Bootstraping a PoC for my detection engineering prioritization framework

Bootstraping a PoC for my detection engineering prioritization framework

If you haven’t read it yet, you can go my article, Reflections on a prioritization framework for detection engineering effort , that explains all the base concepts.


I. PoC || GTFO

At the end of my last post about building a new prioritization framework from the ground-up, I said that I was too lazy to jump into the implementation of my idea. However, putting everything into an article greatly motivated me to do the extra-miles required to put in place a minimal viable proof-of-concept and see if it works in the real world.

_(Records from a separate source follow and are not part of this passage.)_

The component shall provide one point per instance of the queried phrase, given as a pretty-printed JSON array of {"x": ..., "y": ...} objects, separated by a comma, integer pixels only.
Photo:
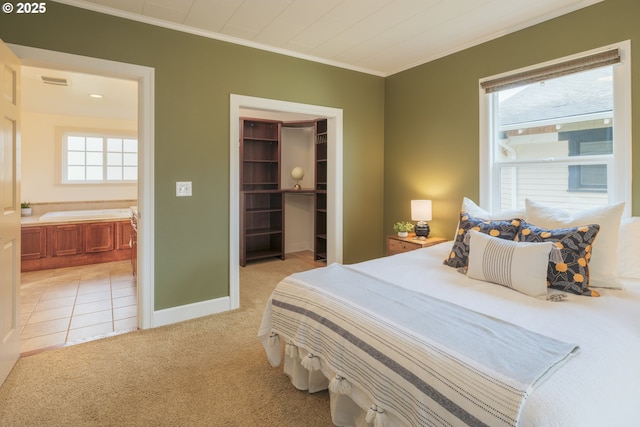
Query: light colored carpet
[{"x": 210, "y": 371}]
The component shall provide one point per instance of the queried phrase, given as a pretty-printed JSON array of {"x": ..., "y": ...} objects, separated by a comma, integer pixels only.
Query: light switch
[{"x": 183, "y": 189}]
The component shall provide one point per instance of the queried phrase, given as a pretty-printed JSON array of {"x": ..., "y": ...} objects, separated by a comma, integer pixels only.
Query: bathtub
[{"x": 86, "y": 215}]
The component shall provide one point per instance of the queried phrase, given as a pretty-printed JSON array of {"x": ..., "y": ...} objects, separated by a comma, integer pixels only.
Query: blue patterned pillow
[
  {"x": 503, "y": 229},
  {"x": 569, "y": 271}
]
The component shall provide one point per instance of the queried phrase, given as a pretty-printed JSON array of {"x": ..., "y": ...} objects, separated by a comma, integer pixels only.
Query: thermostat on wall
[{"x": 183, "y": 189}]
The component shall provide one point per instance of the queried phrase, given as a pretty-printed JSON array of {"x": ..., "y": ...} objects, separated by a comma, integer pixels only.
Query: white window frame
[
  {"x": 619, "y": 172},
  {"x": 103, "y": 134}
]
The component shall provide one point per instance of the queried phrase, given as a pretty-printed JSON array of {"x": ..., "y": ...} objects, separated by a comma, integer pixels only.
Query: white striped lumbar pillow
[{"x": 517, "y": 265}]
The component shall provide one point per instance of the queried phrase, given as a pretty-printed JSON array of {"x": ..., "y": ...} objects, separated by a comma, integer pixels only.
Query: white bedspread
[{"x": 598, "y": 386}]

This post will explain shortly which tech stack I chosed, how I implemented the math and how I integrated it to our alerting system so the computations can be leveraged.

II. Predikat

predikat is a single binary application, using a very boring but easy-to-work-on stack: Go’s net/http package for the web interface with Go templates for rendering, Sqlite for data storage, vanilla JS and CSS to keep things as simple as possible. It talks with $COMPANY Threat Intelligence Platform to get the intel details, and save the computation results to a local Sqlite database.

Making the tool useful

Having a compute engine is cool and all, but if the results can’t be leveraged to improve detection capabilities, then it is kinda useless.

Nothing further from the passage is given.